The episode received mixed reviews from critics. Darren Franich of Entertainment Weekly praised the episode, writing that while there had been a "self-congratulatory quality" to Glee since its mid-season break, "Bad Reputation" was a return to "the Glee [he] fell in tormented love with." He graded the songs performed "C−" through to "A−", commending what he deemed "by far the greatest performance of "Ice Ice Baby" ever". The Houston Chronicle's Bobby Hankinson also felt the episode was a return to form. He praised the decision not to "apply meaningless rules to their musical selections", writing: "The freedom to not have to use songs by one artist let the storylines take priority, and not sticking to songs that share a common lyrical theme kept those choices from feeling too forced." Dave Itzkoff of the New York Times recapped the episode positively, describing it as: "pack[ing] more camp into an hour's worth of television than most kids will get all summer." Todd VanDerWerff of The A. V. Club graded "Bad Reputation" "B+", writing that he: "enjoyed the episode quite a bit, even as [he] found some of it rather messy." Though VanDerWerff felt that not everything in the episode worked, he stated: "the stuff that did reminded me that what I like about the show is its all-out embrace of a crazy mishmash of tones."

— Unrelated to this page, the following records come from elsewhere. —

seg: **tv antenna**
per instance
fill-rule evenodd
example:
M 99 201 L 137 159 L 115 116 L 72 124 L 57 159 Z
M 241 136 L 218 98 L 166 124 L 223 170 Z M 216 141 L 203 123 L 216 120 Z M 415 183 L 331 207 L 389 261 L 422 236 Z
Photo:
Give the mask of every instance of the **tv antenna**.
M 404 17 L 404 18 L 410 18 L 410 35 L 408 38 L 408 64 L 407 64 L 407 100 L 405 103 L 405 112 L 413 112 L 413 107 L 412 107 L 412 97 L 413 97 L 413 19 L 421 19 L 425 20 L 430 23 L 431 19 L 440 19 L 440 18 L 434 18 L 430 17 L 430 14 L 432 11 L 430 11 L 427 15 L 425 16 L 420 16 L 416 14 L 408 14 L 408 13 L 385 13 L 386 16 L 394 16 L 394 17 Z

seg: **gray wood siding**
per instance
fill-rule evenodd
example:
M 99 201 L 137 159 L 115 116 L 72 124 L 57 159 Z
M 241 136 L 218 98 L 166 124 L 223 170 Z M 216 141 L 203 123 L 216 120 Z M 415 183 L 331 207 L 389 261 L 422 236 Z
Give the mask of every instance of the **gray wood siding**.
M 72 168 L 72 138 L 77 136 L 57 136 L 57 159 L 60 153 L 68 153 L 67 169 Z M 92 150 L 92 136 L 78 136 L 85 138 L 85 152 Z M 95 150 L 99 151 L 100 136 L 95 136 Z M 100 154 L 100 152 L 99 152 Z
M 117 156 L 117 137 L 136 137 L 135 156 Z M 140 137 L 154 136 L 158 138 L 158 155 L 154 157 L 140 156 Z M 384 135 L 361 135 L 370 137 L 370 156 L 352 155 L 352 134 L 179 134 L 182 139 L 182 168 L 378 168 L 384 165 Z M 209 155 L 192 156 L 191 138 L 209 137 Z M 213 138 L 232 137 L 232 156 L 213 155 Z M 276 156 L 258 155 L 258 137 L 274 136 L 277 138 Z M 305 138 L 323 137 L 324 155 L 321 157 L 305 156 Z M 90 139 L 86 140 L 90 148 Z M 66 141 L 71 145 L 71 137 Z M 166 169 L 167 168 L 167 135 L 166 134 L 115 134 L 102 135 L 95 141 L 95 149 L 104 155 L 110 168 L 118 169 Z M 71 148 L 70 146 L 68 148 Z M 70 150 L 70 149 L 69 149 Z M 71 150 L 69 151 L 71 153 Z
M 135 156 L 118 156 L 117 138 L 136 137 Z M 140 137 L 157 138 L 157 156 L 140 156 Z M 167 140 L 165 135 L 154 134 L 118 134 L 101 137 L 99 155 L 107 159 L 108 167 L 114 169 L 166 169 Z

Raymund Flandez of The Wall Street Journal criticized most of the musical performances in the episode, calling "Run Joey Run" the highlight of an otherwise "slow, forced show". Flandez opined of "Ice Ice Baby": "Will, kicking it old school, doesn't cut it with his '80s-flashback moves because a.) he takes himself too seriously and b.) he looks like he's in a J.Crew mag, not part of 2 Live Crew." Gerrick D. Kennedy of the Los Angeles Times wrote that he hated the episode, similarly calling "Run Joey Run" his favorite song, but noting that that was "not hard considering the songbook that was offered". Kennedy deemed the "Ice Ice Baby" performance his least favourite moment of the entire series thus far. He concluded: "Each of the musical numbers felt about two minutes longer than they should have been. I love Newton-John’s walk-on cameo, but I don’t want them to fall into the habit of re-creating music videos frame by frame: It was cute - once. It sounds harsh, but I could have completely done without the episode. It was almost as if they needed filler just to showcase the "Physical" video." In December 2012, TV Guide named their rendition one of Glee's worst performances.